Get an AD Object without RSAT and fast
In this article we’ll see the function I’ve built to get an AD Object without RSAT and fast. I’ve been thinking for a while to write a new function, mainly because I wanted to pass multiple SamAccountNames without having to write a filter. However I recently had to go through a ton of users and fast, this is when I though that I could finally write my custom function, which leverages System.DirectoryServices.DirectorySearcher, so it doesn’t even require RSAT.
There are a lot of guides are out there how to use it, this article is meant to share with you the function I built around that.
The things I like the most about this:
- It’s fast. The more objects you’re querying, the faster it’ll be compared to Get-ADObject/Get-ADUsers/Get-ADGroup.
- You can use it to query any kind of Object.
- You can pass multiple SamAccountNames (Sam1, Sam2, SamN), SIDs or DistinguishedNames.
- You can also choose to pass a partial parameter with a wildcard, for example: MyUserSam*
- You can also choose to write a plain LDAP Query instead of the SAM/SID/DN.

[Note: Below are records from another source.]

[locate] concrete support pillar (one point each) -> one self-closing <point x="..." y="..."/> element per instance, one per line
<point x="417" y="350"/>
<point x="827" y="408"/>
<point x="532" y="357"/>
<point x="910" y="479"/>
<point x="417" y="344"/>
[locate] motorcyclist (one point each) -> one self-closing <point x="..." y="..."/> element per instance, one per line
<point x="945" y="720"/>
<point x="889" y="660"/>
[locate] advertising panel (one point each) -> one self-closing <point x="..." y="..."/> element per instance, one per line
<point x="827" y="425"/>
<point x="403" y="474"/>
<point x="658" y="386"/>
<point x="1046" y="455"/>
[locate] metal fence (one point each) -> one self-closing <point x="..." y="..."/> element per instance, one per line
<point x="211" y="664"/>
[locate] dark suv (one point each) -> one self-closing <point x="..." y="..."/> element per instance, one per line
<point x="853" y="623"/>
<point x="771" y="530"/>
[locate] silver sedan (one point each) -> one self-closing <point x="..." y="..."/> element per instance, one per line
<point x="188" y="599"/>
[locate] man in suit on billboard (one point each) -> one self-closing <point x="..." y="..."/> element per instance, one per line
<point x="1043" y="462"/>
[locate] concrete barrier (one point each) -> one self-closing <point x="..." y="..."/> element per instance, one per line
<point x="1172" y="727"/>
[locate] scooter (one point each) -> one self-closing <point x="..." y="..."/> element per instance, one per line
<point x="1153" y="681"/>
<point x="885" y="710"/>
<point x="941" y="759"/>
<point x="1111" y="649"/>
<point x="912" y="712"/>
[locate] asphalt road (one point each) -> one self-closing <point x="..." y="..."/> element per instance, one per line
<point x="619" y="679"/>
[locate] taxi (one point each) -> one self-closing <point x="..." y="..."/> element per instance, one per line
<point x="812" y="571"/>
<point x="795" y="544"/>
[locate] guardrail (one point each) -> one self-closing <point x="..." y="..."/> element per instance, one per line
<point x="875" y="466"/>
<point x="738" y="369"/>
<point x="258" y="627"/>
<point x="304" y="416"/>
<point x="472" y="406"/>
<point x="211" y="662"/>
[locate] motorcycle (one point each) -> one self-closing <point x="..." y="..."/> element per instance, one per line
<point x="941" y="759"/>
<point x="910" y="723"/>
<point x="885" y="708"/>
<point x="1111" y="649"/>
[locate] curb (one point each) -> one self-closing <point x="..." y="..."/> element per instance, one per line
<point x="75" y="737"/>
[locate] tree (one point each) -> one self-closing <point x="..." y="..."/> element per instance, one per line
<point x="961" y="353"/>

- Filter down for an account status with -AccountStatus. By default you’ll get both Enabled and Disabled.
Other features:
- You can still specify whatever Properties you need, including * for all of them.
- You can choose to display the LDAP filter the function has used to query AD.
- You can also choose to translate the SID. Unfortunately what you get back it’s not a string but a byte array.
- You can specify an objectCategory with -ObjectCategory without having to use a custom ldap filter.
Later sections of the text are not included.